Chang Zhenming (Simplified Chinese: 常振明), born October 1956 in Beijing, China, is the Chairman of CITIC Group and the Chairman and Managing Director of CITIC Group's Hong Kong listed subsidiary company, CITIC Pacific.

==Education and early life==
From 1971 to 1977, Chang Zhenming worked at the Dining Hall of the School Affairs Department at Tsinghua University.
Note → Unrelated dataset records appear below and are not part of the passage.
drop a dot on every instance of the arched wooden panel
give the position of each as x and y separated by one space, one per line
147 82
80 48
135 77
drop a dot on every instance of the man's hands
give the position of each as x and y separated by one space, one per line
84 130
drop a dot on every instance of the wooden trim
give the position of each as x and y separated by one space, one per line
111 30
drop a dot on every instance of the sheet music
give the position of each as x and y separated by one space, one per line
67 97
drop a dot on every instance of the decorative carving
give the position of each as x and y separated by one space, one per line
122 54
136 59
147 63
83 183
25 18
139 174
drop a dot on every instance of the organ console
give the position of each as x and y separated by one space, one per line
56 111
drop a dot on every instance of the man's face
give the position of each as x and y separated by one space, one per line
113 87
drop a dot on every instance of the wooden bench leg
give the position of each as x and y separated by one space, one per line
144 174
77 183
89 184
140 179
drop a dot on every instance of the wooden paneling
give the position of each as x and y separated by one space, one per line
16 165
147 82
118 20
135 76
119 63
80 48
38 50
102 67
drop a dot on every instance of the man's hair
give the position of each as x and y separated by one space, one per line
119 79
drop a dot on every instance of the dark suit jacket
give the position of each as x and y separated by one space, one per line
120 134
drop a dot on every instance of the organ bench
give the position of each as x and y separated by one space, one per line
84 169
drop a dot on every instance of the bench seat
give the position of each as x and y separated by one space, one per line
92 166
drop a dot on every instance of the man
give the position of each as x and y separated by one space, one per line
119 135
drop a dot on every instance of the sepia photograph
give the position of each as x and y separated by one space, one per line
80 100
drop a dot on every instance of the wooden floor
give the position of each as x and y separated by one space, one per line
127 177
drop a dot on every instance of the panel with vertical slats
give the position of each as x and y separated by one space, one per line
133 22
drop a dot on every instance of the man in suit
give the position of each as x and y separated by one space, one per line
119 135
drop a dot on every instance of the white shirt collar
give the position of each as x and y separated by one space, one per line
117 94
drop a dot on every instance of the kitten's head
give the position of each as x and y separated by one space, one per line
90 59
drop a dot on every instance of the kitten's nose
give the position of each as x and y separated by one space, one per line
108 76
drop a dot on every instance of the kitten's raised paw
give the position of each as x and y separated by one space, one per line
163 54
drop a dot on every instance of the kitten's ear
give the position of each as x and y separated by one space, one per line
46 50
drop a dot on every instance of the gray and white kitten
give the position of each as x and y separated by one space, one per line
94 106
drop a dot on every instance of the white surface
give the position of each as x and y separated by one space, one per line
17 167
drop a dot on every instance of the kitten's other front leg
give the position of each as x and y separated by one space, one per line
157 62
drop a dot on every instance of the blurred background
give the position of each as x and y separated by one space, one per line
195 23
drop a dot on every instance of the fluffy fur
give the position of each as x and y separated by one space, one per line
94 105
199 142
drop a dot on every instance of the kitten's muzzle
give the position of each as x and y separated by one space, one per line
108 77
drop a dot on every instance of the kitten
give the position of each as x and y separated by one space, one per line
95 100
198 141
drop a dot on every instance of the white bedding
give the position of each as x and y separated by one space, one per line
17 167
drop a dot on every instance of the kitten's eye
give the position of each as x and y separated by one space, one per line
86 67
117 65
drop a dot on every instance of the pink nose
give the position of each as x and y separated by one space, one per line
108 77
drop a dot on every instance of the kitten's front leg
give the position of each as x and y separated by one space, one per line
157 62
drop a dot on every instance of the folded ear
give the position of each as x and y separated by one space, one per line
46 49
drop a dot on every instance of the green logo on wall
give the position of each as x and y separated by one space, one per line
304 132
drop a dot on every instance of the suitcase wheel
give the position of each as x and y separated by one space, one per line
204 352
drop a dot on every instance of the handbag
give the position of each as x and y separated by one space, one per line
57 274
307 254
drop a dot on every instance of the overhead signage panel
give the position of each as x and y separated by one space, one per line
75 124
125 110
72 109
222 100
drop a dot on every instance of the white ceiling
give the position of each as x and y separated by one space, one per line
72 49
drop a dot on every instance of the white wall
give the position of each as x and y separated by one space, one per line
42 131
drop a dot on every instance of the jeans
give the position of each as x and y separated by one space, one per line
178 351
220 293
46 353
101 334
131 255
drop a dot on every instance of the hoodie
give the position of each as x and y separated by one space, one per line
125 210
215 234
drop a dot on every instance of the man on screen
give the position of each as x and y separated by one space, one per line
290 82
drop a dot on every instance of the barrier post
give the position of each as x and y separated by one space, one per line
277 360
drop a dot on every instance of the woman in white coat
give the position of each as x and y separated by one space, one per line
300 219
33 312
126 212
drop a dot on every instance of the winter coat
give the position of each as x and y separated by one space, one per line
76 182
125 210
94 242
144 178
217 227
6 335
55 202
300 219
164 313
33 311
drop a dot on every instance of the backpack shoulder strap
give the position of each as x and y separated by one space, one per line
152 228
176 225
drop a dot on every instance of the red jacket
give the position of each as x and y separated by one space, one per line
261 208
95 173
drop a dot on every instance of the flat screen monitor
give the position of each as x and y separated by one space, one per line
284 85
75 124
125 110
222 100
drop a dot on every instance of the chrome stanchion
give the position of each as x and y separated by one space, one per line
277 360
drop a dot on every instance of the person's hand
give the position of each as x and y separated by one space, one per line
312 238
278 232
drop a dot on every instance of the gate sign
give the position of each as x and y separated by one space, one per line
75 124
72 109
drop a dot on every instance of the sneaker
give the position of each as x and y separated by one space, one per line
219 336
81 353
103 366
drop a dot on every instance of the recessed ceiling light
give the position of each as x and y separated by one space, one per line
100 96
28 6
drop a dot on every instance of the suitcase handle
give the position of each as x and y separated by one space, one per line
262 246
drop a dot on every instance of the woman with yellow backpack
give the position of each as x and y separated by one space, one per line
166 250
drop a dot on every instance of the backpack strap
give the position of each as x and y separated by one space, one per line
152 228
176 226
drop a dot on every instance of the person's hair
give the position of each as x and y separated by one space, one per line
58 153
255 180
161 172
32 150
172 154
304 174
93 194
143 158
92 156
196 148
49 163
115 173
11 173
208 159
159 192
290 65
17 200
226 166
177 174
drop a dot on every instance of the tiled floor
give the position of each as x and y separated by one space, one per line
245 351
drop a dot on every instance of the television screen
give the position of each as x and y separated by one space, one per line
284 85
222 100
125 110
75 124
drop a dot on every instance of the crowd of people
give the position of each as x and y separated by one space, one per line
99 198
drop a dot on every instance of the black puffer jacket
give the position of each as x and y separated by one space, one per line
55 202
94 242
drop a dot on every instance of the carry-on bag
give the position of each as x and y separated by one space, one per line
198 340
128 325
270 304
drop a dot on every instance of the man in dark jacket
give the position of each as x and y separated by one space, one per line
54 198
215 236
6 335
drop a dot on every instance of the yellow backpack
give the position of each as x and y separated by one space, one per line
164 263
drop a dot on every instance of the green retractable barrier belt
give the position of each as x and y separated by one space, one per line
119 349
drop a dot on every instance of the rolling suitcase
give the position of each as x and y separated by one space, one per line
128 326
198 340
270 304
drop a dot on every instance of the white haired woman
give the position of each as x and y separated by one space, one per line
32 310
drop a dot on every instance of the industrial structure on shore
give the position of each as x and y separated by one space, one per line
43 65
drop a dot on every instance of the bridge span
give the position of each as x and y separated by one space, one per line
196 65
From 1979 to 1983, he studied Japanese Literature at the Beijing International Studies University, then from 1984 to 1985, he received on-job training at Daiwa Securities in Japan.
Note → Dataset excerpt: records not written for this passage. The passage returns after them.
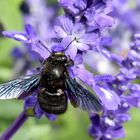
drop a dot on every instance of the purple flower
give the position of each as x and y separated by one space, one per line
74 35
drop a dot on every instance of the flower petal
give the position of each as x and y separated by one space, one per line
109 99
19 36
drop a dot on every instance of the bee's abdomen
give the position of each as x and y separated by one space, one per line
55 103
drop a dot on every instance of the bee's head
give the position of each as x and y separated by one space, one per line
61 58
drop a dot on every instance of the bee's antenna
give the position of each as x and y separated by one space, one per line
68 45
43 44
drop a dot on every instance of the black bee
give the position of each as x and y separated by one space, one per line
55 87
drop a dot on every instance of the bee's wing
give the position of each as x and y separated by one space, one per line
19 87
80 97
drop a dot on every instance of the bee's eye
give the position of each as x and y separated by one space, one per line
63 58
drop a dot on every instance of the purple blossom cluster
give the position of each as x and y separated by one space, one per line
78 31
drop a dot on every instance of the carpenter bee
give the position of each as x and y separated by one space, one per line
55 87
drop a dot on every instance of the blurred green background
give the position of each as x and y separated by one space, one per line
72 125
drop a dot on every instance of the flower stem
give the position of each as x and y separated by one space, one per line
14 127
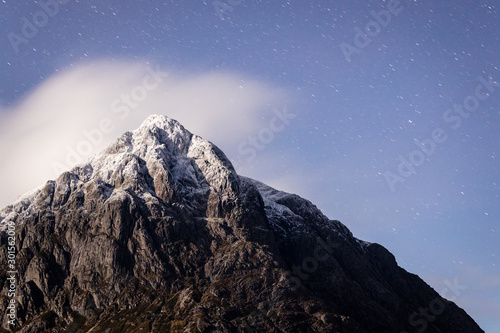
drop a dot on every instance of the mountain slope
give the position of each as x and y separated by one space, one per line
158 233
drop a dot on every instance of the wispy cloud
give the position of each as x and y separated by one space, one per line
65 113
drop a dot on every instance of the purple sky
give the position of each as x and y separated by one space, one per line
385 114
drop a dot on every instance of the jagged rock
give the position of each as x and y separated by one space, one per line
159 234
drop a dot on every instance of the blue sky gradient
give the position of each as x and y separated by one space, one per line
354 115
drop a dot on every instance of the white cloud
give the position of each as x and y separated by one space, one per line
37 133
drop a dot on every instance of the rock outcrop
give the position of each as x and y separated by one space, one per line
158 233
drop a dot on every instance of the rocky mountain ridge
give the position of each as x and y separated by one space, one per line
158 233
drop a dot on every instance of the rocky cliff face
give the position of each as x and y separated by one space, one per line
159 234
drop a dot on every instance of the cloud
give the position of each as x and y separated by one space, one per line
76 113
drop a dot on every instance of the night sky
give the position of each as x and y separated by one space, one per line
385 114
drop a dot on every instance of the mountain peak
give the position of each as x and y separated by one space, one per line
159 232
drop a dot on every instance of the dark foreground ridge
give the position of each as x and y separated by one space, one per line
159 234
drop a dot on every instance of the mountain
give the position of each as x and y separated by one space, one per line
158 233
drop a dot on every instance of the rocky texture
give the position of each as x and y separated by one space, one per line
159 234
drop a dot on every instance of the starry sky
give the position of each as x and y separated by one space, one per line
383 113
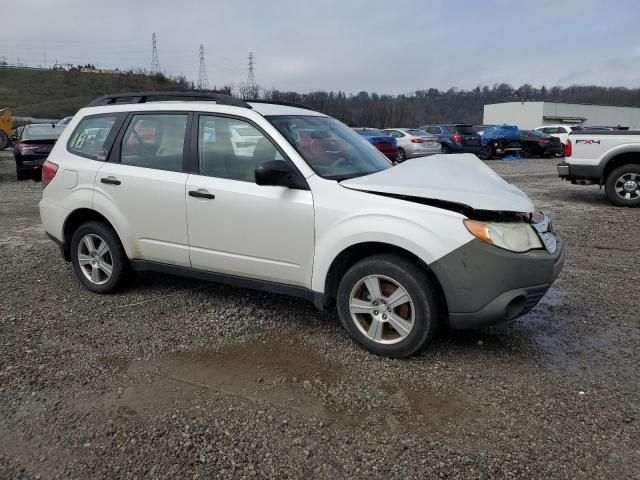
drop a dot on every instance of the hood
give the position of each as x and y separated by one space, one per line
463 179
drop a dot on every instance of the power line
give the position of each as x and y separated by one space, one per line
155 62
203 81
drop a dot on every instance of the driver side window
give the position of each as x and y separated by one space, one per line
155 141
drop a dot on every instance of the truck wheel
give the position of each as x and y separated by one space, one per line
4 140
98 258
623 186
388 305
Chang Zhenming additionally holds a Master of Business Administration from the College of Insurance in New York City, United States.

==Career==
From 1985 to 1989, Chang Zhenming was deputy manager of the Treasury division at the China International Trust and Investment Corporation, then deputy manager of the CITIC Industrial Bank, in charge of foreign exchange and bond business.

From 1989 to 1992, Chang Zhenming was deputy representative at the CITIC's office in New York.

From October 1992 to January 1994, Chang Zhenming was vice president of the CITIC Industrial Bank, in charge of fund-raising by issuing bond in the international market, foreign exchange and securities.

From January 1994 to March 2002, Chang Zhenming was assistant president, executive director and vice-president of China Trust and Investment Corporation, in charge of establishing the securities, insurance and trust branches of CITIC, as well as non-banking financial business.

From March 2002 to July 2004, Chang Zhenming was the executive director and vice president of CITIC Group, in charge of non-financial and Hong Kong businesses.

From July 2004 to July 2006, he was vice chairman and president of the China Construction Bank.

Since July 2006, he has been the vice chairman, president, and non-executive director of the CITIC Group. At age 55, his salary is estimated at 2,220,000 USD.

==Other==
Chang Zhenming is a former president of International Go Federation. He is a former professional go player, awarded 7 Professional Dan in 1982. A member of China National Team and one of the strongest Chinese players in the late 1970s and early 1980s, he took third place in 1979 New Sport Weiqi Tournament, after Nie Weiping who took first and Chen Zude who took second. He later started career in banking and finance instead of Weiqi.